Open Foxigod opened 3 months ago

Foxigod commented 3 months ago

Describe the issue The help printout from terratorch CLI seems to be inherited from the PyTorch Lightning docs but the functionality has been modified in terratorch to be inconsistent with said docs. Running terratorch fit -h produces:

[...]
  --trainer.enable_checkpointing {true,false,null}
                        If ``True``, enable checkpointing. It will configure a default ModelCheckpoint callback if there is no user-defined ModelCheckpoint in
                        :paramref:`~lightning.pytorch.trainer.trainer.Trainer.callbacks`. Default: ``True``. (type: Optional[bool], default: null)
[...]

which specifically states that a default ModelCheckpoint callback will be created if a ModelCheckpoint callback doesn't already exist in the trainer callbacks. In my experience with terratorch this doesn't actually seem to be a "default" ModelCheckpoint callback, rather it seems to monitor a specific quantity and thus doesn't save a new checkpoint when this monitored quantity doesn't improve. Looking at the PyTorch Lightning docs it seems to actually instantiate a default instance of ModelCheckpoint. However, since this is not my experience with terratorch, I have to look into the terratorch code where I find this: Screenshot 2024-08-10 at 12 45 03 Although I don't fully know how all these things interact with one another, this screenshot seems to show a configuration that is consistent with my experience with terratorch, the filename as {epoch} and the monitor quantity being set to val/loss. The filename and monitor parameters also seem to be consistent with the StateDict checkpoint that gets saved.
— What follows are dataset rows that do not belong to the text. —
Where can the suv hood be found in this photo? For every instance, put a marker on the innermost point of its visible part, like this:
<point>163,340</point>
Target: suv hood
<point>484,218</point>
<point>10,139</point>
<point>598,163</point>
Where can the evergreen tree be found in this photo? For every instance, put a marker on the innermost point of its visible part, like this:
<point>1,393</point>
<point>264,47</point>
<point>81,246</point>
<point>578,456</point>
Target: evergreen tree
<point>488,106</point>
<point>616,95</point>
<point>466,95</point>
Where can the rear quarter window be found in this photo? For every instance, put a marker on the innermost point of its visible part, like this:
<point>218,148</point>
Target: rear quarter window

So from my point of view it seems that terratorch "blindly" inherits the documentation from Pytorch Lightning but then modifies the functionality to be inconsistent with said documentation.
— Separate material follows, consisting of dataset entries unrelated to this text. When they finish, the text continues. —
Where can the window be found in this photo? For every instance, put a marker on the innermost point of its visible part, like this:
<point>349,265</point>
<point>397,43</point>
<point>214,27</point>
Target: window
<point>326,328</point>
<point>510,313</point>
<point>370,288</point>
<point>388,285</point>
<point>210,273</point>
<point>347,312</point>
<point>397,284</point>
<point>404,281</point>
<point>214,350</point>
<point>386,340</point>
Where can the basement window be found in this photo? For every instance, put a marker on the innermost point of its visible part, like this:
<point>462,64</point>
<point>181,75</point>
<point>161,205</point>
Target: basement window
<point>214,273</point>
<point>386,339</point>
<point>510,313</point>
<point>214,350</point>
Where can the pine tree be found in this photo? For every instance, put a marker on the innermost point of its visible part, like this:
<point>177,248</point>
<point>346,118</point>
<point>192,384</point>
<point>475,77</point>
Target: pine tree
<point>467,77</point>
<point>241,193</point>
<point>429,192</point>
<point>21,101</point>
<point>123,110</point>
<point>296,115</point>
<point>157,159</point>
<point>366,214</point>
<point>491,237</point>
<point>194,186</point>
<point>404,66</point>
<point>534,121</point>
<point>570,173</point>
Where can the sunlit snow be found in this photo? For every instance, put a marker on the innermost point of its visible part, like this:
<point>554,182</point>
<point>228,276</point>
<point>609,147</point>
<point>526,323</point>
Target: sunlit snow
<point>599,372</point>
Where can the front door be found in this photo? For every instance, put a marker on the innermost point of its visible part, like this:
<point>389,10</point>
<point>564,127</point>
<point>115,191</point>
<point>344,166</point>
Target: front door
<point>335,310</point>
To Reproduce (optional, but appreciated)

  1. Run terratorch from CLI with a config file with the trainer.enable_checkpointing option set to True and don't include any other ModelCheckpoint callback in the trainer callbacks. (This even seems to be the case for examples like sen1floods11)
  2. Notice how the saved checkpoints are inconsistent with what was expected.
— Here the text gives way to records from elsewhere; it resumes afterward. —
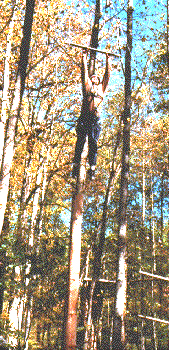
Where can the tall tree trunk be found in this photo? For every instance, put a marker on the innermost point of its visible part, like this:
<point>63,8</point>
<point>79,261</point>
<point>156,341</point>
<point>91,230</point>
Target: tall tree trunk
<point>70,328</point>
<point>8,150</point>
<point>74,258</point>
<point>5,97</point>
<point>118,339</point>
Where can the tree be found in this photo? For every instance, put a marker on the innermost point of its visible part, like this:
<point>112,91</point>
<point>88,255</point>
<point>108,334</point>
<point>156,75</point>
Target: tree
<point>118,337</point>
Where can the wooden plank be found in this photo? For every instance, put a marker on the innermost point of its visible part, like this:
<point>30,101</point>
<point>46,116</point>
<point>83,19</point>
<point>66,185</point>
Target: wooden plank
<point>153,319</point>
<point>93,49</point>
<point>100,280</point>
<point>154,276</point>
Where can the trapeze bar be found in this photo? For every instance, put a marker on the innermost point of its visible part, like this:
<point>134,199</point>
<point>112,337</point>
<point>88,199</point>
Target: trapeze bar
<point>93,49</point>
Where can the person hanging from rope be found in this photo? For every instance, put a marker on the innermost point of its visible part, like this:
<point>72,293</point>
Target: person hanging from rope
<point>88,123</point>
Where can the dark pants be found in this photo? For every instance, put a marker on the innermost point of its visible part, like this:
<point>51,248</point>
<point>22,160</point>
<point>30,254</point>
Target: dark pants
<point>87,127</point>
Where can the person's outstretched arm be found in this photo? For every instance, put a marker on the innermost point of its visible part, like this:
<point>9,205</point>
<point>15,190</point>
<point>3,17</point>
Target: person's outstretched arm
<point>106,74</point>
<point>84,72</point>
Deployment information (optional) I installed terratorch by cloning the repo and running pip3 install -e <cloned_directory>. If I run git rev-parse HEAD I get the following output:

3b763912d54594f5e89092ca5999178b399c2a10

which is this commit.

Notes The issue I am raising here is not just of this specific part of the help printout from terratorch, but of the "integrity" of said printout. There might exist similar issues with other parts that I haven't encountered.

CarlosGomes98 commented 2 months ago

Hi @Foxigod . Thanks for pointing this out! Indeed it is true, the ModelCheckpoint callback which is created is not default, but has different values for filename and monitor.

In my view, this is actually the most commonly desired behaviour, so I would argue we should keep the functionality as is, but update the help message for this command if possible.

As for the possibility of there being other similar issues, all modifications to the core of the default LightningCLI are concentrated in cli_tools.py. Because of this, after checking said module, there should be no other differences, other than the 2 new arguments, predict_output_dir and out_dtype, useful for inference.

Having said that, it is a useful reminder that modifications we make to the LightningCLI class (in this case subclass), in particular when calling methods such as set_defaults, may require modifications in the documentation / help messages.